Şeref-Name, on altıncı yüzyılın sonunda, beylikler sisteminin geliştiği bir dönemde kaleme alınmıştır. Bu dönemde bütün Kürdistan’ı yaklaşık kırk irili ufaklı emirlik yönetmekteydi. Devletçiklerin idari yapısı bölgedeki büyük devletlerin, özellikle Osmanlı devletinin idari yapısına benzemekteydi (Bruinessen 1992: 161–75).

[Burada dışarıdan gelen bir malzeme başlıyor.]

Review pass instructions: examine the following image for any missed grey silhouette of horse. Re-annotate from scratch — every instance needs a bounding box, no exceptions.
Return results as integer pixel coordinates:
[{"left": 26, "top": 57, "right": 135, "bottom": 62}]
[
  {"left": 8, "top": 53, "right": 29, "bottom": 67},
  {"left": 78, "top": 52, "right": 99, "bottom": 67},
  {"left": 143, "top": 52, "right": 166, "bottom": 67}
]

Kürt Devlet İktidarının Merkezileştirilmesi üzerine Tartışma

Türk tarihçi Halil İnalcık “Osmanlı devletinin ortaya çıkışı sorusu” üzerine çalışırken, şunları not eder (1980: 71): “Selçuklu-Bizans sınır boylarında kurulu olan küçük bir sınır beyliğinin nasıl modern zamanların en güçlü imparatorluklarından biri haline geldiği tarihçileri hala şaşırtmaktadır.” Bunun kadar şaşırtıcı olan diğer bir soru ise: Neden belli bir güce sahip olan, çok sayıdaki Kürt beyliklerinden hiçbirisinin merkezi ya da güçlü bir devlet haline gelmediğidir?

Kürt devlet iktidarının merkezileştirilmesi sorusu Şeref Xan, onun çağdaşları ve bir yüzyıl sonra, Kürt şairi Ahmede Xani tarafından ortaya atılmıştır. Şeref Xan Kürtlerin “doğunun en uzak köşelerinden batının uç bölgelerine kadar uzanan” (s. 25) geniş topraklarına işaret eder, fakat Kürtlerin “birbirlerini takip etmediğinden, birbirlerine boyun eğmediklerinden ve aralarında bir uyumun bulunmadığından” (s. 31) yakınır. Uyumsuzluğun kaynaklarını açıklarken, Hz. Muhammed’in Kürtlerin hiçbir zaman birleşmemesi için dua ettiğini iddia eden, çağdaşı olan bir tarihçinin, T?j al-Taw?r?kh,’in yazarı, Mevla’na Sadettin’in bir hikâyesine dayanır. Şeref-Name’de tasvir edilen saltanatını ilan etmiş olan beş hanedanlık dışında “O günden beri bu halk (t?yefeh) bir devlete sahip olmamış ve saltanat ilan etmemiştir” (s. 33). Ayrıca Şeref Xan “hükümet etme (farm?nfarm?’?) Kürtler arasında etkin değildi” diye yazmıştır (s. 32).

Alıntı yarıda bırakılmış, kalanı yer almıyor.